There are several such exclusive shops along Lincoln Road—like Rosa Cha (830 Lincoln Rd., 305/673-3665), where one can shell out several hundred dollars for a few well-crafted millimeters of bikini—but others, like the cute and trendy apparel at Ete (530 Lincoln Rd., 305/672-3265), offer accessible options as well.
The founding concept behind the Miracle Mile was to allow Coral Gables  shoppers to be able to get their hands on anything they could possibly need within just a few blocks.
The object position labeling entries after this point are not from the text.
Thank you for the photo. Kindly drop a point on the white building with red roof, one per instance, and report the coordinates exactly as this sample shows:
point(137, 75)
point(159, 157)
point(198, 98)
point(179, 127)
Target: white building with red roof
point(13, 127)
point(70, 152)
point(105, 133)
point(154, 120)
While the current incarnation of the Mile caters to a more selective audience, the pedestrian-friendly neighborhood has scores of unique shops where you can get everything from a tuxedo at Ace Tuxedos (252 Miracle Mile, 305/446-5402) to a trim at the Paris-Claire Salon (345 Miracle Mile, 305/448-5514).
Other shops sell everything from jewelry (Klein Jewelers, 212 Andalusia Ave., 305/444-0042) and clothing (Hip-E, 359 Miracle Mile, 305/445-3693) to home decor (Grand Oriental Rug Gallery, 383 Aragon Ave., 305/442-4502) and more.
There are only a few dozen shops in CocoWalk (3015 Grand Ave., Coconut Grove), but the open-air mall has somehow managed to make itself a minor tourist destination. While one may puzzle over just how unusual it is to find a Gap, Victoria’s Secret, or Cheesecake Factory, shoppers seem to enjoy the midrange shops, and to be fair, there are a few interesting local boutiques, like Azul (305/443-7268), which sells designer fashions, as well as dining opportunities.
For a truly exclusive mall-going experience, Bal Harbour Shops (9700 Collins Ave., Bal Harbour) is the place to go. From the moment you pay to park—yes, paid parking at a mall—and then step into the lushly landscaped open-air property, it’s clear why this mall is considered one of the most luxurious contained shopping experiences in the South. Anchored by Saks and Neiman Marcus, and hosting outposts for Tiffany, Jimmy Choo, Armani, Bulgari, Chanel, Vera Wang, Prada, Versace, and even more top-name designers, Bal Harbour is definitely not for the bargain hunter.